As one of the dying breed who gets the bulk of their information, enlightenment and entertainment from the printed word, I'm intrigued by the furore over the prospect of Campbell's employer deciding to dispense with his services.
While there appear to be valid commercial considerations at play - according to media watcher Regan Cunliffe, Campbell's audience has dropped from 382,000 to 191,000 in the past 18 months, although there's been a bit of a rebound since he was designated a cultural treasure/endangered species - a conspiracy theory is abroad: the Government wants him gone.
Each week Herald columnist Dr Bryce Edwards trawls the blogosphere so we don't have to. It's a dirty job but someone has to do it. This week he sampled various commentators who suspect or believe the anti-Campbell campaign is about silencing "a thorn in the side of the current Government". Or, to put it rather more hysterically, a "diabolically motivated mash-up of trash TV and right-wing sabotage".
The supporting evidence is that, first, MediaWorks boss Mark Weldon, who used to run the New Zealand Stock Exchange, has a relationship with John Key. The precise nature and extent of that relationship hasn't been spelled out.

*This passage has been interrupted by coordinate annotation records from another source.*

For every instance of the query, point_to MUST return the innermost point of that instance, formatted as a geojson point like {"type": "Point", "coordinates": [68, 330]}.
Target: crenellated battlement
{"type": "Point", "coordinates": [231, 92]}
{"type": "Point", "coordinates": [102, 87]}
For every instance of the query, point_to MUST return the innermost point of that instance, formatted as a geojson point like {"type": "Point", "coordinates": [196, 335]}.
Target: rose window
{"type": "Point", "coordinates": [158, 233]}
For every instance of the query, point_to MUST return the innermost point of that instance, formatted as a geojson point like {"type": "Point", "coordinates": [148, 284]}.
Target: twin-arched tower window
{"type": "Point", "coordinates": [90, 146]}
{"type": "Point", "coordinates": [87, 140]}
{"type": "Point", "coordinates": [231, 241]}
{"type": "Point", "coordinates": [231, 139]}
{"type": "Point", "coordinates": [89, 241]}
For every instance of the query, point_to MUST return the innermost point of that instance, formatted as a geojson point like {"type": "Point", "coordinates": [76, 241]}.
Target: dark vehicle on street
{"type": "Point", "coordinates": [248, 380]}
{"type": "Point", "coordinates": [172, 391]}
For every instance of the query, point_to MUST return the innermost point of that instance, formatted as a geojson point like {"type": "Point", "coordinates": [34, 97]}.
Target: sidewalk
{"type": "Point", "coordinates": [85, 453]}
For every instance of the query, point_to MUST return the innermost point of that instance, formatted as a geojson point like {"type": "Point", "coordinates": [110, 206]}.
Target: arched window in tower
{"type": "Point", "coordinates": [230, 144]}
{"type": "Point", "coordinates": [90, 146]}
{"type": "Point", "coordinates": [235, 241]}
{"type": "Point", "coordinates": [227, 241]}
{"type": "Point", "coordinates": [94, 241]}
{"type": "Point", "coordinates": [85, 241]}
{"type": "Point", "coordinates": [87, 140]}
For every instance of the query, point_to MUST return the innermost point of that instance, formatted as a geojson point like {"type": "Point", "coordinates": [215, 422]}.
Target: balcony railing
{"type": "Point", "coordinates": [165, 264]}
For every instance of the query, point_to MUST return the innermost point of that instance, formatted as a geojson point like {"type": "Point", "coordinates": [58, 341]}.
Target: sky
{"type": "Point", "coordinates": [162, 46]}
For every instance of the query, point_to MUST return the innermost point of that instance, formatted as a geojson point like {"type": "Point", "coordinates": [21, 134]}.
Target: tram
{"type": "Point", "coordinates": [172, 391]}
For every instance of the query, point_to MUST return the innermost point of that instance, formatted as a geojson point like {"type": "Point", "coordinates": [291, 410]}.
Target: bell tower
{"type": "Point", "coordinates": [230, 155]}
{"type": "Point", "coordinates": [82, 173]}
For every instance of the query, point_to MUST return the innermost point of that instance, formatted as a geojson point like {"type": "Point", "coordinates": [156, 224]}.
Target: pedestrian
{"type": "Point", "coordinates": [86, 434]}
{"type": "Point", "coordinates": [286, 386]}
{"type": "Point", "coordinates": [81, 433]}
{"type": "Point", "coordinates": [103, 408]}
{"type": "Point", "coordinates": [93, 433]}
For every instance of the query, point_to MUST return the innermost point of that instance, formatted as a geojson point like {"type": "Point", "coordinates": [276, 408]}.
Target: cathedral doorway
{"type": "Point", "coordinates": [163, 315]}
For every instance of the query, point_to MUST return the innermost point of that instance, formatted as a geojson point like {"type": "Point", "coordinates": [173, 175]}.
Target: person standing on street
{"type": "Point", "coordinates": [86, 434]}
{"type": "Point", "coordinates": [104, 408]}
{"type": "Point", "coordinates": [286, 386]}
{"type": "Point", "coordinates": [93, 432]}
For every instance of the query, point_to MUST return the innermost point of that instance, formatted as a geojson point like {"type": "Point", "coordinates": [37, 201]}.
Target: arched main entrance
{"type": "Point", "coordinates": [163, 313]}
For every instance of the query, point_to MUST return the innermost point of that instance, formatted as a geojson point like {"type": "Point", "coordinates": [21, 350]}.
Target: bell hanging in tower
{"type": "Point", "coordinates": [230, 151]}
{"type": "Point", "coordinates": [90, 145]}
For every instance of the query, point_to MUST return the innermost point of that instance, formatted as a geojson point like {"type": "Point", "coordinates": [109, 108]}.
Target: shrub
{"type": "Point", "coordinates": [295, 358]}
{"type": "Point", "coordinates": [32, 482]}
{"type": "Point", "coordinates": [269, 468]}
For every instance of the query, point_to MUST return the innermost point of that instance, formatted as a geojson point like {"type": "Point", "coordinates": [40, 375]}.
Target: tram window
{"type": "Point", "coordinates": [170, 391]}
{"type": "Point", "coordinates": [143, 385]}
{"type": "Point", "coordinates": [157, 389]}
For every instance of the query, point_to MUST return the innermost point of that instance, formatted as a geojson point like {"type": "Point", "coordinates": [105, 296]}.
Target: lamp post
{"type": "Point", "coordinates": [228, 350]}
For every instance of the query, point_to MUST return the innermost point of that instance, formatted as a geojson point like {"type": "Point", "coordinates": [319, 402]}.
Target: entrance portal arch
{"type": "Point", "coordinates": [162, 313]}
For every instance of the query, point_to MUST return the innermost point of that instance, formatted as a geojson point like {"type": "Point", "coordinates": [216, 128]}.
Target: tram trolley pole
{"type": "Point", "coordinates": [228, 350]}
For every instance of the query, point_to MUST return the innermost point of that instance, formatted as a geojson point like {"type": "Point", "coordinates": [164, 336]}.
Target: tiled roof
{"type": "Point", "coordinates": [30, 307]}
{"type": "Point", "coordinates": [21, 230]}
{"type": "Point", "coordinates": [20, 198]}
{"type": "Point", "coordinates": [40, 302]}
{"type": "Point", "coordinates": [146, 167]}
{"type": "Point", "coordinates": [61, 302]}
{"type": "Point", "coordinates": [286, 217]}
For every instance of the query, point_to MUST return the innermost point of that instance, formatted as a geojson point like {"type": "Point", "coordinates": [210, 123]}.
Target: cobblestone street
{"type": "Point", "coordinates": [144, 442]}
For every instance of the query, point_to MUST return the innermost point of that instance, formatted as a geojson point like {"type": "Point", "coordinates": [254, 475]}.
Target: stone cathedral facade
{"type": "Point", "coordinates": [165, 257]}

Then there's what Edwards describes as "the most damning evidence of National's glee": a Facebook post, since withdrawn, by National MP Todd Barclay declaring that only Labour MPs were "scrambling to save" Campbell Live.

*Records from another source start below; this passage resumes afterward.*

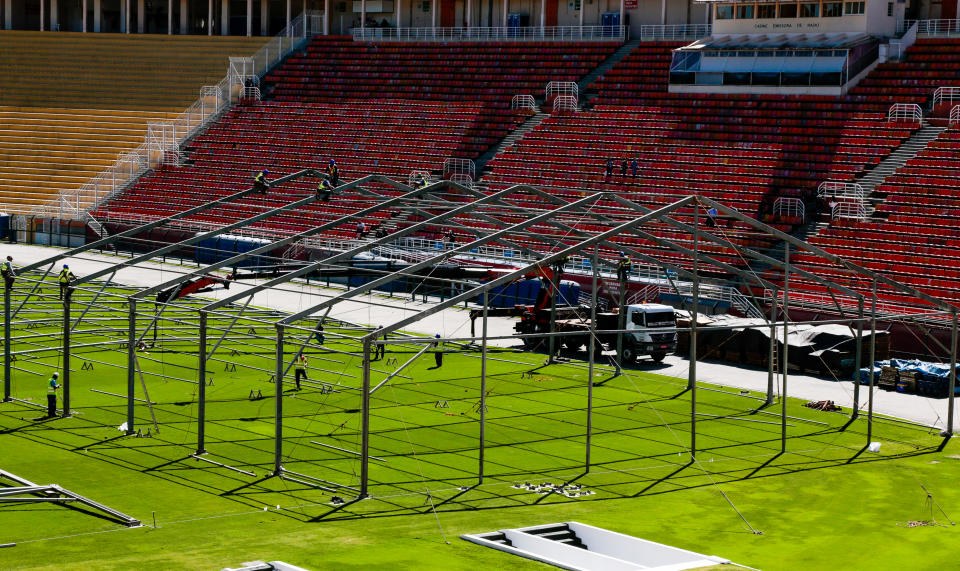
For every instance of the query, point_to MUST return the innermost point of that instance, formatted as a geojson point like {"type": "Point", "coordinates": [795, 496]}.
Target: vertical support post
{"type": "Point", "coordinates": [67, 295]}
{"type": "Point", "coordinates": [692, 370]}
{"type": "Point", "coordinates": [7, 380]}
{"type": "Point", "coordinates": [858, 360]}
{"type": "Point", "coordinates": [265, 18]}
{"type": "Point", "coordinates": [583, 6]}
{"type": "Point", "coordinates": [543, 17]}
{"type": "Point", "coordinates": [202, 379]}
{"type": "Point", "coordinates": [365, 422]}
{"type": "Point", "coordinates": [772, 355]}
{"type": "Point", "coordinates": [552, 341]}
{"type": "Point", "coordinates": [483, 390]}
{"type": "Point", "coordinates": [591, 355]}
{"type": "Point", "coordinates": [953, 372]}
{"type": "Point", "coordinates": [131, 360]}
{"type": "Point", "coordinates": [783, 362]}
{"type": "Point", "coordinates": [873, 359]}
{"type": "Point", "coordinates": [278, 406]}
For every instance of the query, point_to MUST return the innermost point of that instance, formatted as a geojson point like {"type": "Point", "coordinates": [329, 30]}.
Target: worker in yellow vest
{"type": "Point", "coordinates": [65, 278]}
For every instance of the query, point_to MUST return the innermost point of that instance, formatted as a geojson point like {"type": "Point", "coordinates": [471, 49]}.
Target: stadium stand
{"type": "Point", "coordinates": [339, 69]}
{"type": "Point", "coordinates": [81, 99]}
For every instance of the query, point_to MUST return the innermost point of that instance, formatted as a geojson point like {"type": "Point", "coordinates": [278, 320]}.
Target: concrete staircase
{"type": "Point", "coordinates": [607, 65]}
{"type": "Point", "coordinates": [529, 125]}
{"type": "Point", "coordinates": [908, 150]}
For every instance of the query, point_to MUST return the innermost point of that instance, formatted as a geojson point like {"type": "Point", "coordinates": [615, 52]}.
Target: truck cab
{"type": "Point", "coordinates": [652, 329]}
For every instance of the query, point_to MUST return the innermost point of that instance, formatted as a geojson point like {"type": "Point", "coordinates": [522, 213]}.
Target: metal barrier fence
{"type": "Point", "coordinates": [493, 34]}
{"type": "Point", "coordinates": [214, 99]}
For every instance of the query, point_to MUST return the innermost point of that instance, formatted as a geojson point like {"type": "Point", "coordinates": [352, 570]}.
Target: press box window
{"type": "Point", "coordinates": [788, 10]}
{"type": "Point", "coordinates": [832, 9]}
{"type": "Point", "coordinates": [767, 11]}
{"type": "Point", "coordinates": [810, 10]}
{"type": "Point", "coordinates": [854, 8]}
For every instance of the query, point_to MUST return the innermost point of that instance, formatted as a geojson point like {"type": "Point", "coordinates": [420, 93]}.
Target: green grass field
{"type": "Point", "coordinates": [824, 504]}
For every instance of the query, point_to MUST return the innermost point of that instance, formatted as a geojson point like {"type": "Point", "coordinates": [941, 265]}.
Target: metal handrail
{"type": "Point", "coordinates": [674, 32]}
{"type": "Point", "coordinates": [523, 102]}
{"type": "Point", "coordinates": [945, 95]}
{"type": "Point", "coordinates": [497, 34]}
{"type": "Point", "coordinates": [835, 189]}
{"type": "Point", "coordinates": [905, 112]}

There are several reasons for thinking Barclay's post doesn't prove anything beyond that he's got some growing up to do:
He's 24.
Before becoming an MP at the last election he was a tobacco lobbyist.

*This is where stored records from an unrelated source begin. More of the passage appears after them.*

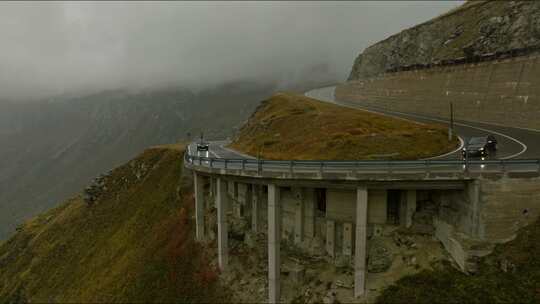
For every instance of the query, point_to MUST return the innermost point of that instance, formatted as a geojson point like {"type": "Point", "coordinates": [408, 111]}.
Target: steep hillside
{"type": "Point", "coordinates": [289, 126]}
{"type": "Point", "coordinates": [51, 149]}
{"type": "Point", "coordinates": [134, 244]}
{"type": "Point", "coordinates": [476, 28]}
{"type": "Point", "coordinates": [510, 275]}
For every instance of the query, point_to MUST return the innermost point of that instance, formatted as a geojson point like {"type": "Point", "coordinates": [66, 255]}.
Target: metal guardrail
{"type": "Point", "coordinates": [368, 166]}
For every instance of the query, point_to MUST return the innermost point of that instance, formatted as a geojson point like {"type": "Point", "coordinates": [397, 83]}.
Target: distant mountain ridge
{"type": "Point", "coordinates": [475, 28]}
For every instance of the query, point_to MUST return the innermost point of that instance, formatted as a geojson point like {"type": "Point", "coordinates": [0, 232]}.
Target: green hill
{"type": "Point", "coordinates": [134, 244]}
{"type": "Point", "coordinates": [510, 275]}
{"type": "Point", "coordinates": [289, 126]}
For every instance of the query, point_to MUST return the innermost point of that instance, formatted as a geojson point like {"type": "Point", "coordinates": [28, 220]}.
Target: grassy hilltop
{"type": "Point", "coordinates": [134, 244]}
{"type": "Point", "coordinates": [288, 126]}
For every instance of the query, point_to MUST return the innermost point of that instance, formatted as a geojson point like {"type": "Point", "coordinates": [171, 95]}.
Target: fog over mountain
{"type": "Point", "coordinates": [50, 48]}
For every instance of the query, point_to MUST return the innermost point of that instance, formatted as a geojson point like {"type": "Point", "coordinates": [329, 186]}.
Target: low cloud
{"type": "Point", "coordinates": [49, 48]}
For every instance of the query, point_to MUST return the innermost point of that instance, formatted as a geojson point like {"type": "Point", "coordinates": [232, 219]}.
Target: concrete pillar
{"type": "Point", "coordinates": [298, 216]}
{"type": "Point", "coordinates": [410, 207]}
{"type": "Point", "coordinates": [309, 212]}
{"type": "Point", "coordinates": [274, 236]}
{"type": "Point", "coordinates": [331, 238]}
{"type": "Point", "coordinates": [212, 187]}
{"type": "Point", "coordinates": [360, 242]}
{"type": "Point", "coordinates": [198, 185]}
{"type": "Point", "coordinates": [222, 202]}
{"type": "Point", "coordinates": [255, 199]}
{"type": "Point", "coordinates": [347, 239]}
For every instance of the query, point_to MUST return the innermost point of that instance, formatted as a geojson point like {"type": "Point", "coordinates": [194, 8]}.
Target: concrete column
{"type": "Point", "coordinates": [298, 216]}
{"type": "Point", "coordinates": [360, 242]}
{"type": "Point", "coordinates": [255, 198]}
{"type": "Point", "coordinates": [331, 238]}
{"type": "Point", "coordinates": [309, 212]}
{"type": "Point", "coordinates": [347, 239]}
{"type": "Point", "coordinates": [222, 202]}
{"type": "Point", "coordinates": [411, 207]}
{"type": "Point", "coordinates": [212, 187]}
{"type": "Point", "coordinates": [274, 236]}
{"type": "Point", "coordinates": [473, 192]}
{"type": "Point", "coordinates": [198, 185]}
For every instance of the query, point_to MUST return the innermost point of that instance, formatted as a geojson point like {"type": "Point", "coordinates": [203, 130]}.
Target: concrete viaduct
{"type": "Point", "coordinates": [343, 203]}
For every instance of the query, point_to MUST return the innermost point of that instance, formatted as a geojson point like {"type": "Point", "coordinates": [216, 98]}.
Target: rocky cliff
{"type": "Point", "coordinates": [475, 28]}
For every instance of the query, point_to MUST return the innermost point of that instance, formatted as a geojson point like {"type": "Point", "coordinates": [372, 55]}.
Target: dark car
{"type": "Point", "coordinates": [480, 146]}
{"type": "Point", "coordinates": [202, 146]}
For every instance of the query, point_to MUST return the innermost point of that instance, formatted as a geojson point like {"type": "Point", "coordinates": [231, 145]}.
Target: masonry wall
{"type": "Point", "coordinates": [507, 205]}
{"type": "Point", "coordinates": [500, 92]}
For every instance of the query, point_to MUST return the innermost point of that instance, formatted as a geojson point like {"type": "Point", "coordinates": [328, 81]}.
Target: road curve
{"type": "Point", "coordinates": [514, 143]}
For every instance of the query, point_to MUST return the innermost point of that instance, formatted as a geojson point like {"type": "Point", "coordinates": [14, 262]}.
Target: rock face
{"type": "Point", "coordinates": [474, 29]}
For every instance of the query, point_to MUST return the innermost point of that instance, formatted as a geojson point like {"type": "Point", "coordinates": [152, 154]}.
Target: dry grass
{"type": "Point", "coordinates": [295, 127]}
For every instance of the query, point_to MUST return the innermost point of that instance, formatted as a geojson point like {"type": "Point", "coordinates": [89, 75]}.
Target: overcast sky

If you're part of a conspiracy to silence a fearless champion of the truth, you're probably not going to chortle about it on Facebook.
And if little Toddy is part of said conspiracy, it must be a bloody big one so why isn't there more evidence of it?
In his gauche way, Barclay has a point: there is an ideological dimension to this. If Campbell was studiously apolitical or unapologetically conservative, would he be getting the same level of support from the same people?
In a wider sense, this is a continuation of the long-running debate between those who see the media as the fourth estate, an unofficial institution with a responsibility to "keep the bastards honest", and those who see it as just another commercial enterprise. In fact it's both, hence the constant tension between journalistic and commercial imperatives.
Former Herald editor, academic and media researcher Gavin Ellis argues that "if broadcasters won't voluntarily meet civic responsibility then maybe we need to look at some form of regulation to require them to provide good, competent, professional news and current affairs".
But what if the public prefers the escapist dross on another channel: wouldn't that amount to the Government forcing a private company to persist with loss-making programming? How would the directors square that with their responsibility to their shareholders?
Others like broadcaster-turned-media consultant Brian Edwards advocate the return of a public - ie, taxpayer-funded - broadcaster although, if recent British and Australian experience is anything to go by, public broadcasters are invariably accused of left-wing bias and subjected to political interference.
The moral of the story would seem to be that, whichever system you adopt, the Government will be part of the problem and part of the solution.